Wavelets and curvelets restore images

Jan. 1, 2002
For more than 100 years, mathematicians have used the Fourier transform to decompose arbitrary functions into a basis function set of sine and cosine.

For more than 100 years, mathematicians have used the Fourier transform to decompose arbitrary functions into a basis function set of sine and cosine. With this capability, the Fourier transform finds many uses in determining the frequency and power spectrums of time-varying signals. Unfortunately, by using sine and cosine functions as its basis functions, the Fourier transform assumes that the signal being decomposed is both periodic and of infinite length. Therefore, it cannot easily represent sharp transient signals that are not periodic.

In image processing, this limitation has led to the use of wavelet transforms as an alternative means to analyze, compress, and enhance images. Indeed, the inclusion of wavelet-based compression in the latest JPEG-2000 standard attests to the success of this relatively new mathematical discipline.

Despite the success of wavelet transforms in some imaging applications, many images contain features that are not conducive to wavelet operations. In noisy images that contain elongated patterns or structures, for example, wavelet transforms may not be capable of detecting these images.
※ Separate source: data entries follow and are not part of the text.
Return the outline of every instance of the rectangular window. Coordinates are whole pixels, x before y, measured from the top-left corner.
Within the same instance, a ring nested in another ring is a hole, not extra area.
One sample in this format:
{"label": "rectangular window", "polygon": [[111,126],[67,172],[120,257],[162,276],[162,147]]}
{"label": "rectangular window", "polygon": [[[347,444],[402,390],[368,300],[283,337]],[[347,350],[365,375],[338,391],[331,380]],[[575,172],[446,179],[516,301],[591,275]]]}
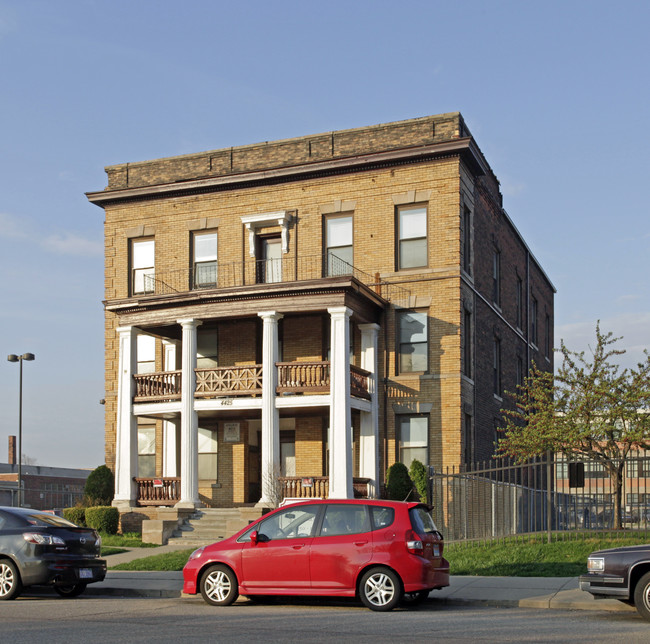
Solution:
{"label": "rectangular window", "polygon": [[282,281],[282,240],[280,237],[258,238],[257,283]]}
{"label": "rectangular window", "polygon": [[131,241],[131,295],[155,292],[155,254],[153,239]]}
{"label": "rectangular window", "polygon": [[626,476],[629,479],[650,478],[650,460],[646,458],[632,458],[625,464]]}
{"label": "rectangular window", "polygon": [[546,326],[544,329],[544,355],[551,357],[551,316],[546,315]]}
{"label": "rectangular window", "polygon": [[197,369],[214,369],[219,366],[218,345],[219,333],[217,329],[198,329],[196,334]]}
{"label": "rectangular window", "polygon": [[530,302],[530,341],[537,346],[537,300]]}
{"label": "rectangular window", "polygon": [[429,464],[429,418],[398,416],[399,460],[410,468],[414,460]]}
{"label": "rectangular window", "polygon": [[501,306],[501,253],[498,250],[492,255],[492,301]]}
{"label": "rectangular window", "polygon": [[522,387],[524,384],[524,359],[517,356],[517,386]]}
{"label": "rectangular window", "polygon": [[463,373],[472,377],[472,314],[465,311],[463,318]]}
{"label": "rectangular window", "polygon": [[217,480],[217,430],[199,427],[199,479]]}
{"label": "rectangular window", "polygon": [[494,395],[501,397],[501,340],[494,338],[493,345],[493,387]]}
{"label": "rectangular window", "polygon": [[409,206],[397,209],[397,267],[427,266],[427,209]]}
{"label": "rectangular window", "polygon": [[156,425],[138,419],[138,476],[156,476]]}
{"label": "rectangular window", "polygon": [[426,372],[429,358],[429,330],[426,313],[404,311],[398,314],[399,372]]}
{"label": "rectangular window", "polygon": [[517,277],[517,328],[524,328],[524,282]]}
{"label": "rectangular window", "polygon": [[463,270],[472,274],[472,213],[467,207],[463,210]]}
{"label": "rectangular window", "polygon": [[325,220],[327,275],[349,275],[352,271],[352,216]]}
{"label": "rectangular window", "polygon": [[137,373],[153,373],[156,370],[156,338],[140,334],[136,347]]}
{"label": "rectangular window", "polygon": [[193,254],[193,287],[214,288],[217,285],[217,233],[194,233]]}

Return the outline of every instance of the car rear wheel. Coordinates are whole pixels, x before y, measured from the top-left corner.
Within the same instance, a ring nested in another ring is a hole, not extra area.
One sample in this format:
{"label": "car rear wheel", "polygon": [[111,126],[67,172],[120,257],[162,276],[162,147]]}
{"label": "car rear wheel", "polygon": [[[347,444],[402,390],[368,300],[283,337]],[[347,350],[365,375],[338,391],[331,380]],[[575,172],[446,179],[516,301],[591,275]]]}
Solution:
{"label": "car rear wheel", "polygon": [[0,600],[16,599],[21,589],[20,573],[13,561],[0,560]]}
{"label": "car rear wheel", "polygon": [[239,596],[237,577],[227,566],[210,566],[199,584],[203,599],[213,606],[230,606]]}
{"label": "car rear wheel", "polygon": [[61,597],[79,597],[86,590],[86,584],[57,585],[54,586],[54,590]]}
{"label": "car rear wheel", "polygon": [[370,610],[393,610],[402,599],[402,583],[389,568],[371,568],[361,578],[359,596]]}
{"label": "car rear wheel", "polygon": [[634,588],[634,605],[643,619],[650,621],[650,572],[647,572]]}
To overcome this limitation, Jean-Luc Starck of the Astrophysics Service of CEA/Saclay (Gif-sur-Yvette, France) and his colleagues at Stanford University (Stanford, CA) and the California Institute of Technology (Pasadena, CA) have developed two new multiscale representation systems called ridgelets and curvelets. When combined with traditional wavelet methods, these functions have been used to substantially improve noise removal within images.

Ridgelets and curvelets are mathematical functions that exhibit very high directional sensitivity. Essentially, as Starck points out, ridgelet-based analysis can be understood as wavelet analysis in the Radon domain (see figure). The Radon transform changes two-dimensional images that contains lines into a domain of possible line parameters, where each line in the image yields a peak positioned at the corresponding line parameter. The ridgelet transform then applies a one-dimensional wavelet transform to the slices of the Radon transform where the angular variable is constant and time is varying.

In practice, the ridgelet transform can only be used to find lines that are the size of the image. To detect line segments, the image must be decomposed into a set of blocks and the ridgelet transform applied to each block. Although wavelets are not good at restoring long edges within images, curvelets are also challenged when images have small features within them. However, if curvelet and wavelet transforms are combined, they become more effective in restoring noisy images. To demonstrate this, a noisy image was filtered by a wavelet transform, a curvelet transform, and a combined transform. Results showed that by using the combined transform, the resultant image was free of many of the image artifacts associated with typical image-filtering methods.